Mengintip Desa Unik Menakutkan, Orang Meninggal Diasapi dan Diletakkan di Tebing Curam
JAKARTA, iNews.id - Ada banyak kampung unik di berbagai negara yang membuat siapa saja penasaran. Termasuk jika singgah ke bagian timur Pulau Papua pasti akan membuat siapa saja merinding.
Ya, tepatnya di Papua Nugini. Di sini Anda akan menjumpai Suku Angga yang memiliki tradisi mengerikan. Orang yang meninggal di kampung tersebut jenazahnya tidak langsung dimakamkan, tapi akan diasapi terlebih dahulu. Kemudian, baru ditaruh begitu saja di tebing yang curam.
Penasaran seperti apa tradisi mengerikan yang membuat merinding ini? Berikut ulasannya dirangkum pada Senin (13/2/2023).
Tradisi mayat asap
Suku Angga di Papua Nugini dikenal memiliki tradisi dalam cara mengawetkan tubuh orang yang telah meninggal. Tradisi tersebut adalah pengasapan. Tahap pertama dalam proses pengasapan ini adalah lutut, siku, dan kaki mayat disayat. Kemudian lemak di tubuh mayat dikeringkan. Belum usai sampai di situ, bambu ditusuk ke bagian perut mayat dengan tujuan agar darah mengalir keluar.
Darah yang dikeluarkan akan dioles ke rambut dan kulit dari kerabat almarhum. Suku Angga sangat meyakini ritual ini akan memindahkan kekuatan yang meninggal pada kerabat yang masih hidup. Sisa cairan yang dikeluarkan dari tubuh mayat ini akan dijadikan sebagai minyak goreng.
Mata, mulut, dan anus mayat akan dijahit agar udara tidak masuk ke tubuh mayat. Hal ini bertujuan untuk menghindari pembusukan. Sedangkan kaki, lidah, dan telapak tangan itu dipotong sebagai hidangan untuk disantap oleh pasangan yang hidup. Sisanya dibuang ke lubang api untuk diasapi. Setelah proses diasapi, tubuh mayat dilapisi dengan tanah liat dan lempung merah kemudian dipajang di dinding tebing. Lempung yang dioleskan itu untuk melindungi tubuh mayat untuk menghindari kerusakan. Namun kini seiring berkembangnya zaman dan ajaran agama Kristen yang telah dikenal oleh masyarakat Suku Angga, tradisi ini kini telah dihentikan dan diganti dengan penguburan secara agama Kristen.

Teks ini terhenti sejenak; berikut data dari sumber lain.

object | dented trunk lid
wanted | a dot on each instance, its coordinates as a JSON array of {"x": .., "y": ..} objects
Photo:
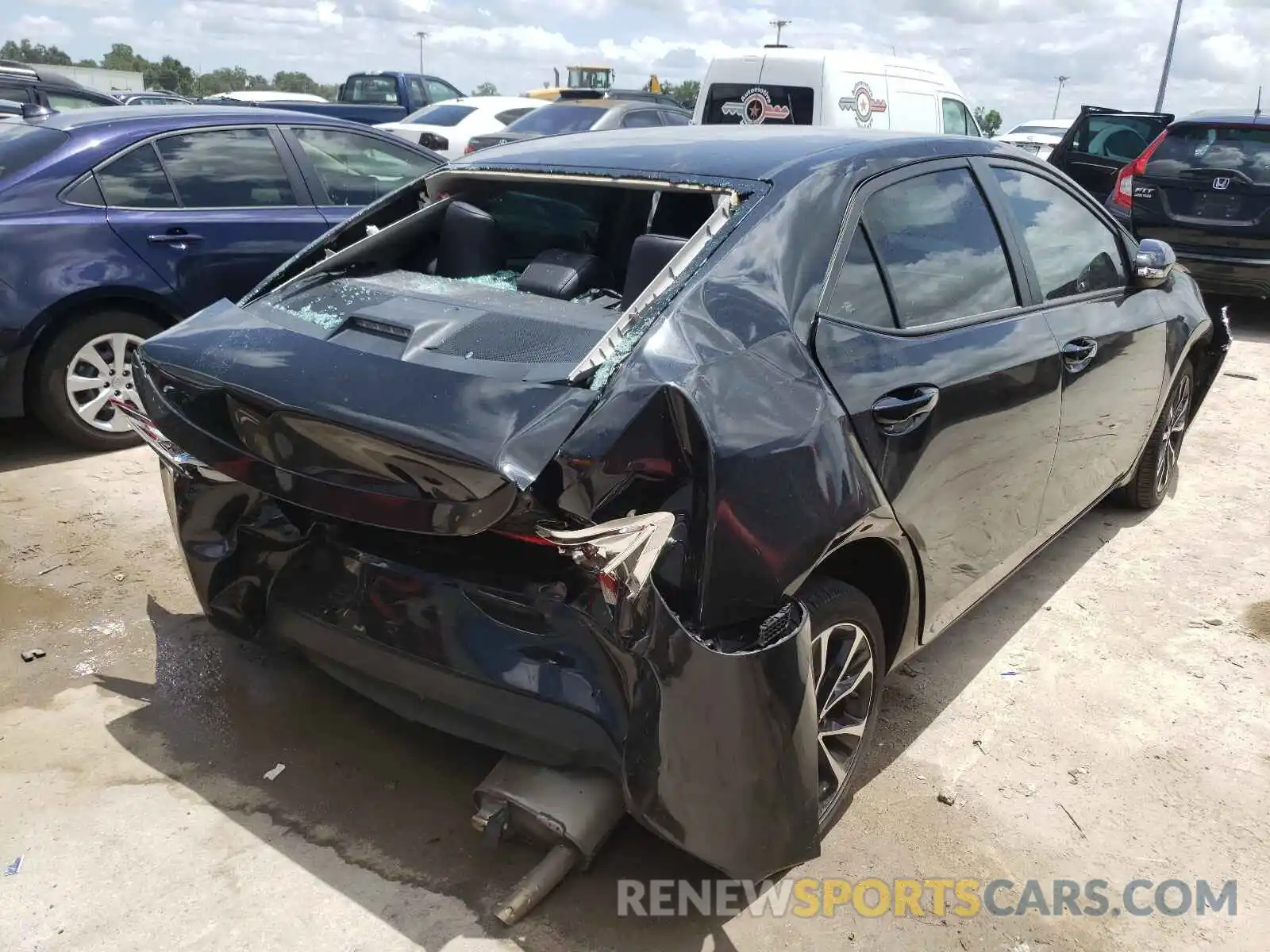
[{"x": 394, "y": 401}]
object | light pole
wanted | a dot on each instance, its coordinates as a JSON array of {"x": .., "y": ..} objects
[
  {"x": 1062, "y": 82},
  {"x": 421, "y": 35},
  {"x": 1168, "y": 57}
]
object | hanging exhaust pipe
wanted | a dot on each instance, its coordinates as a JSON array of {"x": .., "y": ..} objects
[{"x": 572, "y": 812}]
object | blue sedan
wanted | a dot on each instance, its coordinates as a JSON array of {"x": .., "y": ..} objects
[{"x": 116, "y": 224}]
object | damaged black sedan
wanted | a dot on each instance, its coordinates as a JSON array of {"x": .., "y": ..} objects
[{"x": 649, "y": 454}]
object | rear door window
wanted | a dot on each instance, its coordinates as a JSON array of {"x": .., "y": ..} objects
[
  {"x": 859, "y": 295},
  {"x": 746, "y": 105},
  {"x": 1206, "y": 152},
  {"x": 22, "y": 145},
  {"x": 226, "y": 169},
  {"x": 1072, "y": 251},
  {"x": 137, "y": 181},
  {"x": 940, "y": 248},
  {"x": 357, "y": 169}
]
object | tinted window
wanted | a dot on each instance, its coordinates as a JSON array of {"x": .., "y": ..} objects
[
  {"x": 742, "y": 103},
  {"x": 357, "y": 169},
  {"x": 940, "y": 248},
  {"x": 22, "y": 145},
  {"x": 137, "y": 181},
  {"x": 514, "y": 114},
  {"x": 859, "y": 294},
  {"x": 14, "y": 93},
  {"x": 641, "y": 118},
  {"x": 226, "y": 169},
  {"x": 1072, "y": 251},
  {"x": 1119, "y": 137},
  {"x": 370, "y": 89},
  {"x": 440, "y": 92},
  {"x": 444, "y": 114},
  {"x": 554, "y": 120},
  {"x": 954, "y": 118},
  {"x": 1213, "y": 148},
  {"x": 63, "y": 102}
]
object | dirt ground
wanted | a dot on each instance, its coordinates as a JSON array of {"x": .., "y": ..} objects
[{"x": 1117, "y": 689}]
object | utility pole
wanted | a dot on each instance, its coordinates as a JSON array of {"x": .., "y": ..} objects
[
  {"x": 1168, "y": 57},
  {"x": 1062, "y": 82},
  {"x": 421, "y": 35}
]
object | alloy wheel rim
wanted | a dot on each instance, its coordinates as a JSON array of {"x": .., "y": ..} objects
[
  {"x": 1172, "y": 438},
  {"x": 842, "y": 672},
  {"x": 99, "y": 370}
]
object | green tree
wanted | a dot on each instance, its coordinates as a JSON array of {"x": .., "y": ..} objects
[
  {"x": 122, "y": 57},
  {"x": 683, "y": 93},
  {"x": 38, "y": 54},
  {"x": 990, "y": 121}
]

Jadi perhatian pakar internasional
Cerita mengenai pengasapan mayat dan tradisi memumikan mayat ini mulai menarik perhatian pakar internasional. Ketika itu, pada 2008, kondisi kepala desa di daerah Papua Nugini bernama Moimango telah memburuk selama beberapa dekade saat dia duduk di sisi tebing kira-kira 1.000 kaki di atas dasar lembah.
Moimango telah menghabiskan cukup banyak waktu di tebing sejak dia meninggal pada awal 1950-an. Setelah kematiannya, dia dimumikan dalam proses tradisional yang telah dilakukan secara turun-temurun oleh masyarakat Angga di dataran tinggi Papua Nugini bagian tengah utara. Tetapi putranya, Gemtasu, seorang pemimpin klan di desa Koke, yang terletak di bawah tebing khawatir kehilangan hubungan mendalam dengan ayahnya karena tubuhnya menurun.

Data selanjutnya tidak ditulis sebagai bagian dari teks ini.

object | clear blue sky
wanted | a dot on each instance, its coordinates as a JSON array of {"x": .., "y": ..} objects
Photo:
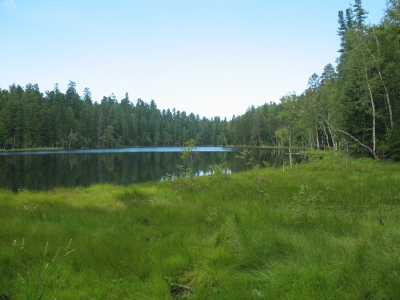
[{"x": 209, "y": 57}]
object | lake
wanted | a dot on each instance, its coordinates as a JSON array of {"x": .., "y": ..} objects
[{"x": 43, "y": 170}]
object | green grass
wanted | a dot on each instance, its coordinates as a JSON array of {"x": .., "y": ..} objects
[{"x": 311, "y": 232}]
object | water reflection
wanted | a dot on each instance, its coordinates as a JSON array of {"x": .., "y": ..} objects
[{"x": 43, "y": 171}]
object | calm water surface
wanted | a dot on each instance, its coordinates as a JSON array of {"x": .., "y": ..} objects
[{"x": 42, "y": 170}]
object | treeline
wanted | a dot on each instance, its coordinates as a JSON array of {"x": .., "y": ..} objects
[{"x": 355, "y": 106}]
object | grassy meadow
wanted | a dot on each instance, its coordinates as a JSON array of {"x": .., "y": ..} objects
[{"x": 328, "y": 229}]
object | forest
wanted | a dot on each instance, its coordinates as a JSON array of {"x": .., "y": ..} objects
[{"x": 353, "y": 106}]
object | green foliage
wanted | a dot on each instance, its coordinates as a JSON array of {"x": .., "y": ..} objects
[{"x": 319, "y": 229}]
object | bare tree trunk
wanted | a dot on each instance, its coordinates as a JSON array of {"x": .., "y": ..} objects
[
  {"x": 387, "y": 98},
  {"x": 373, "y": 112}
]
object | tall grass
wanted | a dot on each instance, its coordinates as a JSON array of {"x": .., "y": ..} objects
[{"x": 326, "y": 229}]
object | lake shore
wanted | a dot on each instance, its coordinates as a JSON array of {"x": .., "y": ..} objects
[{"x": 323, "y": 229}]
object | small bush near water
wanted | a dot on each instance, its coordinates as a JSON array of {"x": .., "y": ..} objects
[{"x": 323, "y": 230}]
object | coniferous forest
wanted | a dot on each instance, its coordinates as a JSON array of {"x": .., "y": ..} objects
[{"x": 354, "y": 106}]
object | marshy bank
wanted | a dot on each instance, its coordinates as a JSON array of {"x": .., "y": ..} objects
[{"x": 324, "y": 229}]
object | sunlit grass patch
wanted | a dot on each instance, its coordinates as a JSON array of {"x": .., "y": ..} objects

Gemtasu ingin merestorasi mayat mumi ayahnya dan menghidupkan kembali mayatnya pada proses mumifikasi tradisional yang mulai ditinggalkan. Gemtasu khawatir ritual mumifikasi, yang telah diturunkan dari generasi ke generasi akan hilang.
Mungkin Anda mengenal tradisi mumi dari Mesir yang terkenal memumikan orang mati, sehingga mereka dapat melakukan perjalanan utuh ke alam baka spiritual mereka, praktik tersebut tidak memiliki konotasi yang sama di antara orang-orang Angga.

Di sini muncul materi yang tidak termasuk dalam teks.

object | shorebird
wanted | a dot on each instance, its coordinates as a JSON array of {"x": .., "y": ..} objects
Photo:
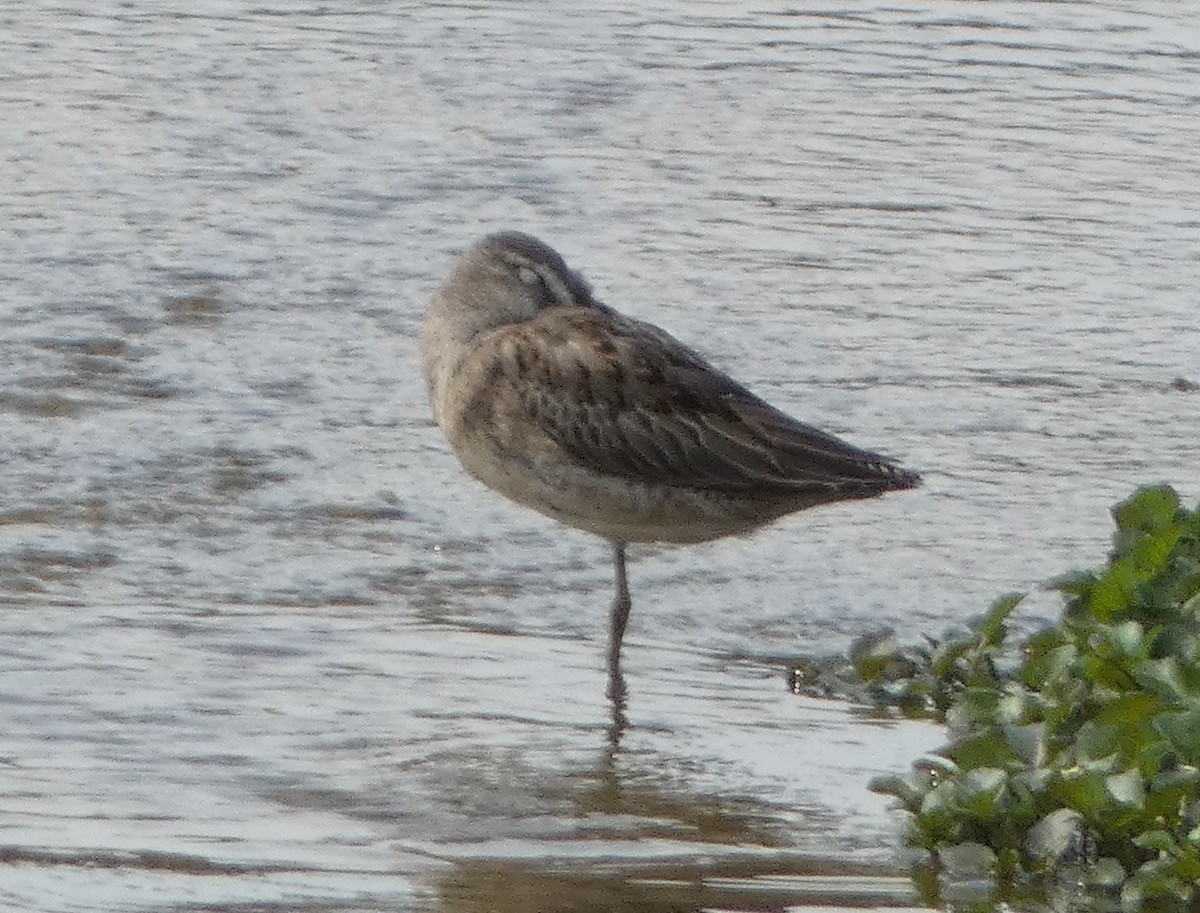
[{"x": 611, "y": 425}]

Andrew Nelson, seorang antropolog di Western University di London, Kanada, telah belajar melalui penelitian etnografinya, Suku Angga secara tradisional tidak percaya pada kehidupan setelah kematian. Mereka membuat mumi terutama untuk mengawetkan wajah orang mati.
Penempatan mumi juga penting bagi Suku Angga, karena tebing menghadap ke lembah tempat Koke ditemukan. Ini memberikan kesempatan untuk menandai wilayah bagi kerabat almarhum yang masih hidup, menurut wawancara Nelson dengan Suku Angga.
Pada akhirnya, Moimango diturunkan dari tebing pada 2010 agar para peneliti dapat menilai upaya restorasi dari dua tahun sebelumnya. Moimango adalah anggota desa terakhir yang dimumikan, dan Gemtasu hampir tidak ingat prosesnya, dia baru berusia 10 tahun ketika dia membantu mumifikasi ayahnya.